Sviluppo e povertà, ecco le scarpe che crescono da sole

Nei Paesi del Terzo Mondo è difficile per i bambini avere calzature comode in grado di adattarsi alla crescita dei loro piedi. La soluzione? Un modello che si può modificare, nel tempo, e che resiste a lungo

A prima vista sembra una grande ciabatta. La si può modificare in tre sezioni: in punta, ai lati e dietro al tallone, allungandola e ingrandendola a seconda delle necessità. È fatta in materiali resistenti (una gomma iprecompressa, simile a quella di un pneumatico), facile da pulire, facile da usare, resitente per anni.
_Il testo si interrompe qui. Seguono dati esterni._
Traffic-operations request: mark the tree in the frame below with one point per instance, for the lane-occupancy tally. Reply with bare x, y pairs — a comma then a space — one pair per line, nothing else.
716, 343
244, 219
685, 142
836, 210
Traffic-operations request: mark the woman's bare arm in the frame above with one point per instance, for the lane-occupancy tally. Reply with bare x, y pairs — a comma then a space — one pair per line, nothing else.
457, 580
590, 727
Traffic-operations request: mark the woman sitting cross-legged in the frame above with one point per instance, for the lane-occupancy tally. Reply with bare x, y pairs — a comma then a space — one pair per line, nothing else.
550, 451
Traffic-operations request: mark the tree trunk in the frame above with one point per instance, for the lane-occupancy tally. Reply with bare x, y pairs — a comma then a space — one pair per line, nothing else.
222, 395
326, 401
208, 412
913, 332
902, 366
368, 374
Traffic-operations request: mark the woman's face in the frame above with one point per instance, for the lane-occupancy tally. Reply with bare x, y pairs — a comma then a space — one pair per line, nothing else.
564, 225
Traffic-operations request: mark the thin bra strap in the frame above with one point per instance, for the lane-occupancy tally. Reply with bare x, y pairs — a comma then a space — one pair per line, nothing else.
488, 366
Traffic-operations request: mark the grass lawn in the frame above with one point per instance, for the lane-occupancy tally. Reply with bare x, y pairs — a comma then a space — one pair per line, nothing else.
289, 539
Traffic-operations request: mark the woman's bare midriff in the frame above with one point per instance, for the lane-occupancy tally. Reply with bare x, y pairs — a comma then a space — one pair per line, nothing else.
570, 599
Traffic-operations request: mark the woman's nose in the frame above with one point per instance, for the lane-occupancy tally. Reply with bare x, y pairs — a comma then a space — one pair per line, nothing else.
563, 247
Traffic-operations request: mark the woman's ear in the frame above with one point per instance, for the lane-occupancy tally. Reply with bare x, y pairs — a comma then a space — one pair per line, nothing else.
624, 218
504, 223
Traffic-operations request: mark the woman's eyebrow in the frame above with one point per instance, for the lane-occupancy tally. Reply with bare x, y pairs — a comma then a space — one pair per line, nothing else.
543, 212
È la scarpa-che-cresce, inventata da Kenton Lee, per rimediare a un problema molto importante e molto sottvalutato: le calzature dei bambini nei Paesi del Terzo Mondo.
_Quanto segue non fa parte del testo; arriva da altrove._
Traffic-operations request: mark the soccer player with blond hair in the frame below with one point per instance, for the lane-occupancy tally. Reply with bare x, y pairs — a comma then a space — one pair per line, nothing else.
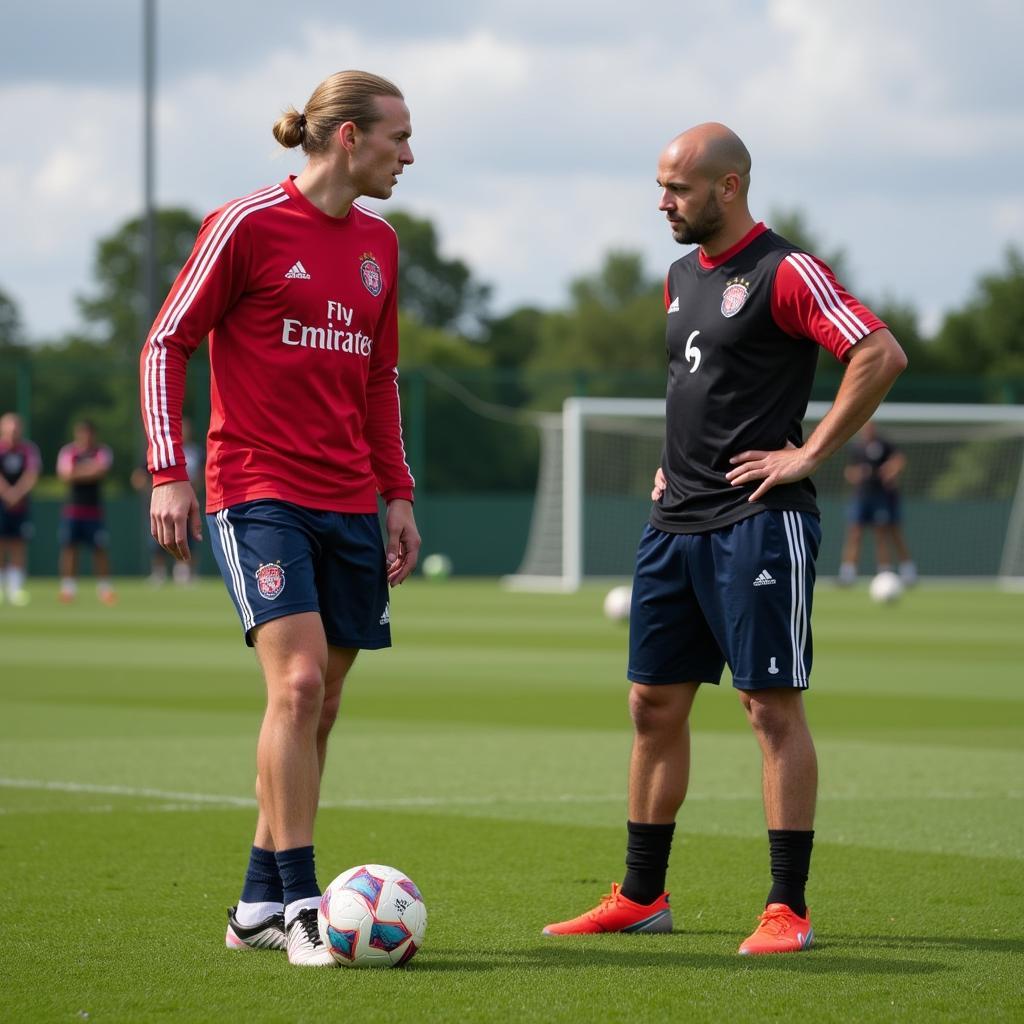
296, 286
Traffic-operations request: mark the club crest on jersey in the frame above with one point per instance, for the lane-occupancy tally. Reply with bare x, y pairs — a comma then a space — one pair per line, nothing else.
270, 581
734, 296
370, 271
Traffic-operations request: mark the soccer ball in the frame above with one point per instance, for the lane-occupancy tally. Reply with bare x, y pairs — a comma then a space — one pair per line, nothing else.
616, 603
372, 915
886, 588
436, 566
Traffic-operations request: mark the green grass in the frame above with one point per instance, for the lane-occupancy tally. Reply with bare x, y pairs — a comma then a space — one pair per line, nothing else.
485, 755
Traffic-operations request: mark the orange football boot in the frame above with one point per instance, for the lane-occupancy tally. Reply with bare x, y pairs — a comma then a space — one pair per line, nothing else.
616, 913
779, 931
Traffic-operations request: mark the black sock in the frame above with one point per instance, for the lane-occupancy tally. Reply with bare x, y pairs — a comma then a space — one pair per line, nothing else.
262, 883
297, 873
646, 860
791, 862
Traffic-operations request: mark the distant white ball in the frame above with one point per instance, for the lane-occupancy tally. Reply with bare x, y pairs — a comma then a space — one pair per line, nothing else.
436, 566
372, 915
616, 603
886, 588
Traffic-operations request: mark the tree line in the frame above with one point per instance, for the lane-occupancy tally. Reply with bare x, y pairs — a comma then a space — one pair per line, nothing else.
607, 337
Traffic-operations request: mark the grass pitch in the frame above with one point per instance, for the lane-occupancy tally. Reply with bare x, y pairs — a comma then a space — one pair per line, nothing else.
485, 756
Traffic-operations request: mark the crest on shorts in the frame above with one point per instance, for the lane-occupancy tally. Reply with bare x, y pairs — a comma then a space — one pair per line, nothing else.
270, 581
734, 296
370, 271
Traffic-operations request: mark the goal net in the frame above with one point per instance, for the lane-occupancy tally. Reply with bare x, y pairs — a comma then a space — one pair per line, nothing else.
963, 489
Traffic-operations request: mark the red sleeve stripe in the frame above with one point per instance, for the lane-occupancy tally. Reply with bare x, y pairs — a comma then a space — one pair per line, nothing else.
847, 322
401, 439
156, 365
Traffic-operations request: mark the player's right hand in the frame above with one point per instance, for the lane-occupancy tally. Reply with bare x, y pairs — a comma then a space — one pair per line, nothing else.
659, 484
174, 513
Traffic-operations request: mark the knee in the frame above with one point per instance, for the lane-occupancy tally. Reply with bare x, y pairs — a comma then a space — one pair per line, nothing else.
300, 693
773, 717
652, 712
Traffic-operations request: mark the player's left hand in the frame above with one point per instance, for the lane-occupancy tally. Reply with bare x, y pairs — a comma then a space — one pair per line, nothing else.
402, 541
782, 466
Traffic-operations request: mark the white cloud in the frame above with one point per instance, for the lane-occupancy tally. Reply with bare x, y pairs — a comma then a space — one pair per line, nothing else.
537, 135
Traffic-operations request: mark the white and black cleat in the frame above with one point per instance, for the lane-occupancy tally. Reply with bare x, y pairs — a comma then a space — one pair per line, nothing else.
268, 934
305, 947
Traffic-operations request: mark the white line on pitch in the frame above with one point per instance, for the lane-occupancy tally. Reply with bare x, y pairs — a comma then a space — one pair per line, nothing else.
355, 803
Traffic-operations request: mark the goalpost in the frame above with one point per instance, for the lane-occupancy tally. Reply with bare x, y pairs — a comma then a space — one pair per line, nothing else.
963, 489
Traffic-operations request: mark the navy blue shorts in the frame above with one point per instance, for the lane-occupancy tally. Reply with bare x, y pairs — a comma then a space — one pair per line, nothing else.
739, 595
281, 559
14, 525
88, 531
879, 509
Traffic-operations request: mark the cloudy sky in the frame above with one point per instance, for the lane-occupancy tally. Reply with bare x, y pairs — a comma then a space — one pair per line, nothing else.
897, 126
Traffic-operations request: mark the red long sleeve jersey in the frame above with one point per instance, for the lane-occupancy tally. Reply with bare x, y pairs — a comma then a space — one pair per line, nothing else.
300, 309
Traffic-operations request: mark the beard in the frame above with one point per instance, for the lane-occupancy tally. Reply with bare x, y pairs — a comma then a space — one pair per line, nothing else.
702, 227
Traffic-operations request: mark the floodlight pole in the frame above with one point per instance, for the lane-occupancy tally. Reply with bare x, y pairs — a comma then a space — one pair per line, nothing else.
148, 216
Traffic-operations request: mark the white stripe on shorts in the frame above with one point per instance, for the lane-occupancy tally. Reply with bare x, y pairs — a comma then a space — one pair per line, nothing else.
798, 594
233, 562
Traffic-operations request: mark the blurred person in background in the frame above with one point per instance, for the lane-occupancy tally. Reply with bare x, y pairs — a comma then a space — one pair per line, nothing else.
19, 466
873, 469
181, 571
83, 464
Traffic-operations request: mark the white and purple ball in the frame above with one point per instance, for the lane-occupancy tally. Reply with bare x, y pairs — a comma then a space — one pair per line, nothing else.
373, 915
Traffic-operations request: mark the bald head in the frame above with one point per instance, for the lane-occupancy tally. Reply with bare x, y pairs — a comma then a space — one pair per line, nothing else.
705, 174
10, 427
711, 151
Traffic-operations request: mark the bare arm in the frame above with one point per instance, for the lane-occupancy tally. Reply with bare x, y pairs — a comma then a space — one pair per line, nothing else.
875, 364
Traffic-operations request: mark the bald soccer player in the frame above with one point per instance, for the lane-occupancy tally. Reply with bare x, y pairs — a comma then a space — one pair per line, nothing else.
725, 566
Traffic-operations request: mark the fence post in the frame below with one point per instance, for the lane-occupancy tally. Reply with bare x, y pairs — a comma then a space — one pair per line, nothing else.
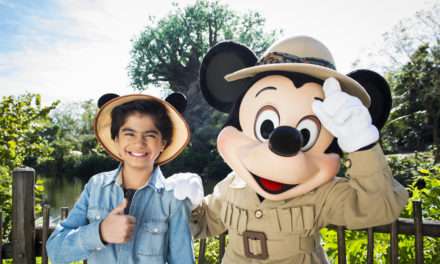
394, 243
418, 222
342, 259
23, 223
45, 233
1, 235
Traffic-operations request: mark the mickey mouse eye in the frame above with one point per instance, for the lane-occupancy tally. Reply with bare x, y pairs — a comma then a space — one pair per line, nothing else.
309, 127
267, 120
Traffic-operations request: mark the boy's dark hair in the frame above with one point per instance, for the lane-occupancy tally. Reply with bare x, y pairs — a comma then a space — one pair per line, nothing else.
151, 108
L’idea, racconta nel suo sito TheShoesThatGrow, nasce nel 2009 durante un periodo di lavoro in Kenya. Vedeva dappertutto scarpe rotte, piedi rovinati dal suolo, nudi e senza protezione. Perché, si è domandato, non creare un modello di calzature in grado di crescere insieme ai piedi dei bambini? Un rimedio a basso costo, che non obbliga i bambini (come fanno i loro coetanei del primo mondo) a comprare scarpe sempre più grandi a seconda dello sviluppo del piede.

Dopo anni di tentativi e prototipi, è arrivata la versione finale, che si può vedere in questo video promozionale:

 https://player.vimeo.com/video/107434916?autoplay=0 

«La nostra è un’azienda non profit. Il nostro obiettivo è di fornire queste scarpe ai bambini in difficoltà». Chi lo desidera, può fare donazioni: ogni paio costa 15 dollari, e arrivare a riempire una valigia, con 50 paia. Se si vuole, si può anche agire di persona, acquistando una valigia di scarpe, facendosela recapitare e poi recandosi sul posto. È un’iniziativa benefica, insomma, che mira a coinvolgere più persone possibili e sensibilizzare su un problema sottovalutato ma importante.

Del resto, lo diceva anche Primo Levi: “Quando c’è la guerra, a due cose bisogna pensare prima di tutto: in primo luogo alle scarpe, in secondo alla roba da mangiare; e non viceversa, come ritiene il volgo: perché chi ha le scarpe può andare in giro a trovar da mangiare, mentre non vale l’inverso. – Ma la guerra è finita, – obiettai: e la pensavo finita, come molti in quei mesi di tregua, in un senso molto più universale di quanto si osi pensare oggi. – Guerra è sempre, – rispose memorabilmente Mordo Nahum”.